Он, однако, понимал, что все еще впереди. До каких пор с ним будут церемониться? Следователи бесились: он приоткрывал тайну ровно настолько, чтобы заинтриговать их, и, по существу, подтверждал только то, что они уже знали.
Очная ставка с Катей Помаз была, по-видимому, венцом следственной работы.
Ее увели. Следователь позвонил. Вскоре вошел какой-то высший чин, и все встали. Немцы переговорили меж собой о чем-то, приказали Сташенко встать и повели длинным коридором. У двери, обитой черным дерматином, высший чин приосанился.
В просторном кабинете сидели военные. Один — за письменным столом.

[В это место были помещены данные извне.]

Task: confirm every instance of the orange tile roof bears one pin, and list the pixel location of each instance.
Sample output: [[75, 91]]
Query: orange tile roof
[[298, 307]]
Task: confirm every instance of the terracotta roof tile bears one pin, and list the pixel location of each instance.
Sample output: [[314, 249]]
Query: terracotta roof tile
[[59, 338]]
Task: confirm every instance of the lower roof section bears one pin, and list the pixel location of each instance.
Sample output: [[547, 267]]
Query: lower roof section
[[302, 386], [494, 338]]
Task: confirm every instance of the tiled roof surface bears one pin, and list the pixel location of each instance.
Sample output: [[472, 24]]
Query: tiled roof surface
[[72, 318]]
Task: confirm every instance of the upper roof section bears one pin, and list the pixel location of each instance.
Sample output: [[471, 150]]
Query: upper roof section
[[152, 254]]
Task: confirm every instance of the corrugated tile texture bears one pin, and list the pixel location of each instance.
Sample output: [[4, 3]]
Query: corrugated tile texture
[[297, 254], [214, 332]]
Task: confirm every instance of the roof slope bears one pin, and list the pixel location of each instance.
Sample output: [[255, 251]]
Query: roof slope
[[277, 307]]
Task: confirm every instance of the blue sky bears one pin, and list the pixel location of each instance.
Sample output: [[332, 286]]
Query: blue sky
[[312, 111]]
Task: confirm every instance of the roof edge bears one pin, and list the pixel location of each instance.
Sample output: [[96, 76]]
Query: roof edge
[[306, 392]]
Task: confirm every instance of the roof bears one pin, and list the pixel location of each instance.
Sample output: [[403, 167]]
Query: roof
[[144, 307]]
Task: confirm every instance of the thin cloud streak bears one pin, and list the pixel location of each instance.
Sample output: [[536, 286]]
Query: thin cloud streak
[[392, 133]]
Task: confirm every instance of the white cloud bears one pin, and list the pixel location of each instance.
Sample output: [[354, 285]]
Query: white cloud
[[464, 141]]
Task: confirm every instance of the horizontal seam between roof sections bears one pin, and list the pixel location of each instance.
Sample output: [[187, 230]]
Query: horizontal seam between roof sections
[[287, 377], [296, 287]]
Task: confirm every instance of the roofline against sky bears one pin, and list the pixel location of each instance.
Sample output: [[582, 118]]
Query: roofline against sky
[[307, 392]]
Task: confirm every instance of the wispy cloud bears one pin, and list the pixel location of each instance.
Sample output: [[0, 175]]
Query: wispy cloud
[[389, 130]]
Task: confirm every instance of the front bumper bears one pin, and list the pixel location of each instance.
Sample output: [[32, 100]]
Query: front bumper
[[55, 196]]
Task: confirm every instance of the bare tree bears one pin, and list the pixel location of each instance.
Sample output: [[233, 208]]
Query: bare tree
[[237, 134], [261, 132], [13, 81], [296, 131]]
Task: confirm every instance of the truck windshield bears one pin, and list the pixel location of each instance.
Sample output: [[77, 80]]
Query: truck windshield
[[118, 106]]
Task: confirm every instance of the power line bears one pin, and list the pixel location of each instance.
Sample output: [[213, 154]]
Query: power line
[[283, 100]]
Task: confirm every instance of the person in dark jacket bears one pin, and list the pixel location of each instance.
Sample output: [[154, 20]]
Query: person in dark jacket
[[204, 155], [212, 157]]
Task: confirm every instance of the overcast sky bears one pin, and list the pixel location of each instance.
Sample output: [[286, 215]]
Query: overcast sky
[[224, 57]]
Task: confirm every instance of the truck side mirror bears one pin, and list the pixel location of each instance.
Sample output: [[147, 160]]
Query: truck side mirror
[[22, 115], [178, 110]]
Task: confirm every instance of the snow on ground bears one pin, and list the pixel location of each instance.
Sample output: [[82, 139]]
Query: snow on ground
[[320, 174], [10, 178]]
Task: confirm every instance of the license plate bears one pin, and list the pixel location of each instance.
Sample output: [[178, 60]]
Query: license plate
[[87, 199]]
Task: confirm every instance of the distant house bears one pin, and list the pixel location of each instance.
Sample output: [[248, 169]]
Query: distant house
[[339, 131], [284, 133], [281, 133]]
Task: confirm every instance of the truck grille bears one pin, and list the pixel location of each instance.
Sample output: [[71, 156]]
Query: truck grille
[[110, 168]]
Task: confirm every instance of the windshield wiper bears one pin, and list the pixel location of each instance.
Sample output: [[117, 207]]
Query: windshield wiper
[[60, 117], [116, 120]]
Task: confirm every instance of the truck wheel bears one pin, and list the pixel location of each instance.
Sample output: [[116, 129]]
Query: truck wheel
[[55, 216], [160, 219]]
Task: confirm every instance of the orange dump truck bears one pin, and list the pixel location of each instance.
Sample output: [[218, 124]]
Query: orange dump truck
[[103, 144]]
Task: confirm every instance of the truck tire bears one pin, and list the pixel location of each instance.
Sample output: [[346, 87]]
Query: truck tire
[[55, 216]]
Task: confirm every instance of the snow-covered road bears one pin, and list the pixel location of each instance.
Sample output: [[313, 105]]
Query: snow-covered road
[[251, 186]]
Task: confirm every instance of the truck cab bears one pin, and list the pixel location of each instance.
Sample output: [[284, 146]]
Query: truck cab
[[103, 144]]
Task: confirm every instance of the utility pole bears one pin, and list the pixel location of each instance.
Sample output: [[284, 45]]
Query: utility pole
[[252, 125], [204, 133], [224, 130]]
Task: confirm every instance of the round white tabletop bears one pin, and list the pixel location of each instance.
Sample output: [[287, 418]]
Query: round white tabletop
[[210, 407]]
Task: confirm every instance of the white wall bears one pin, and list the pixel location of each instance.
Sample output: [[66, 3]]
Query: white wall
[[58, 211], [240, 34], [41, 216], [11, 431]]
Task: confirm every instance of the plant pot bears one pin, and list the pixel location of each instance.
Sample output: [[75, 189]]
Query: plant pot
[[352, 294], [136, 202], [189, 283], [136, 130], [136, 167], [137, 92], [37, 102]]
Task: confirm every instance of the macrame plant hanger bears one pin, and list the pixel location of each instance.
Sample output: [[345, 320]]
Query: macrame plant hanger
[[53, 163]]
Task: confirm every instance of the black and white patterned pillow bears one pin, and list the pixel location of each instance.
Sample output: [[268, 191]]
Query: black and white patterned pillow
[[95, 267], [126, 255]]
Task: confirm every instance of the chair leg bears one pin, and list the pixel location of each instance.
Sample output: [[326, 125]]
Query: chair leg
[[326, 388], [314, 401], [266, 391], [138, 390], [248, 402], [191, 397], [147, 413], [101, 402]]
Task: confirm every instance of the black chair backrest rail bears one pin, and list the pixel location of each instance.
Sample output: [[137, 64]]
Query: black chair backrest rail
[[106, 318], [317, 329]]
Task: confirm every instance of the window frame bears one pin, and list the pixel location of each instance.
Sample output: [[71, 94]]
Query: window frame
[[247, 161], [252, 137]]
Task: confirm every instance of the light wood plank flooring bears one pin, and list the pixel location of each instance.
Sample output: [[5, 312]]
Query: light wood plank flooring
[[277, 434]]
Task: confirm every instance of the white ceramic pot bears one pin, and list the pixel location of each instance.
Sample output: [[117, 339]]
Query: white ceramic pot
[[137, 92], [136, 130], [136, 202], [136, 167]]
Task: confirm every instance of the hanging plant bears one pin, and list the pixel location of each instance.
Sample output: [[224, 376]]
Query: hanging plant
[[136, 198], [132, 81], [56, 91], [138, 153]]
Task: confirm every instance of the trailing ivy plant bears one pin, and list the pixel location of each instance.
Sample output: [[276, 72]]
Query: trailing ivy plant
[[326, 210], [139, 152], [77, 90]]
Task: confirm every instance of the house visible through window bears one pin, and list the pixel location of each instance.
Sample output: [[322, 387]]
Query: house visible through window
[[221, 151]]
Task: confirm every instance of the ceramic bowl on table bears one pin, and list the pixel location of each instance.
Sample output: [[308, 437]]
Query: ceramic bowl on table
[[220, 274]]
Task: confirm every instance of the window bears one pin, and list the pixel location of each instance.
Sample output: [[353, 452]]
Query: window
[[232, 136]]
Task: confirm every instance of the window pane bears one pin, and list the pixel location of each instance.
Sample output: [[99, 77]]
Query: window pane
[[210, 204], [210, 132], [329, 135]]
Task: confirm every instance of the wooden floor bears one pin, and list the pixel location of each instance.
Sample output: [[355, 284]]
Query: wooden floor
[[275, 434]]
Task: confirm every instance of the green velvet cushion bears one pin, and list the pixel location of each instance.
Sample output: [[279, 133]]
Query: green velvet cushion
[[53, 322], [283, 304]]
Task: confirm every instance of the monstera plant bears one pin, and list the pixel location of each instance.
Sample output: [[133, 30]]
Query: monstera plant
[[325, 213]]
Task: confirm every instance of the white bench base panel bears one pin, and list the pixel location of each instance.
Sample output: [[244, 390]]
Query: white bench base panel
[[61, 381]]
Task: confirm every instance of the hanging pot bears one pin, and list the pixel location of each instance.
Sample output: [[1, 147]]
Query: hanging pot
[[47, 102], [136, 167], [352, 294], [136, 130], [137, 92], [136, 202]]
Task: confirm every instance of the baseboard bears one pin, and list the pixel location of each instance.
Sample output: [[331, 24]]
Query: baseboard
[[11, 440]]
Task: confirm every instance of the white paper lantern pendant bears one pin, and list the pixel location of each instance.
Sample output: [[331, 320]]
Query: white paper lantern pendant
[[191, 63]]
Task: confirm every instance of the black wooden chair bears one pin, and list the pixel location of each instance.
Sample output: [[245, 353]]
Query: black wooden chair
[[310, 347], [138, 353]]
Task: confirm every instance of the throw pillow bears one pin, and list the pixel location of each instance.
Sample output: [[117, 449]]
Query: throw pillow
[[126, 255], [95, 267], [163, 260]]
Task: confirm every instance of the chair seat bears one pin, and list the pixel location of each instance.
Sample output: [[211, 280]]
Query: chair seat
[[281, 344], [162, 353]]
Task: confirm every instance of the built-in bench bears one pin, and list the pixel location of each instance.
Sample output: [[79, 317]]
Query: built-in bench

— Вы знаете, кто здесь? — спросил переводчик. Сташенко отрицательно покачал головой.
— Эрих Кох, обер-президент. Слышали?
На стенах висели портреты Гитлера, Геринга и этого, что сидел за столом — невысокого, коренастого, с сильным лицом и коротко подстриженными, как у Гитлера, усиками.
Так вот он каков, Эрих Кох, гаулейтер!
Выразительные пальцы Коха тискали сигарету. Спокойные, чуть насмешливые его глаза, казалось, что-то высматривали в зрачках вошедшего.
— Раухен зи? Курите?
Сташенко нерешительно взял сигарету. Присутствующие оживились.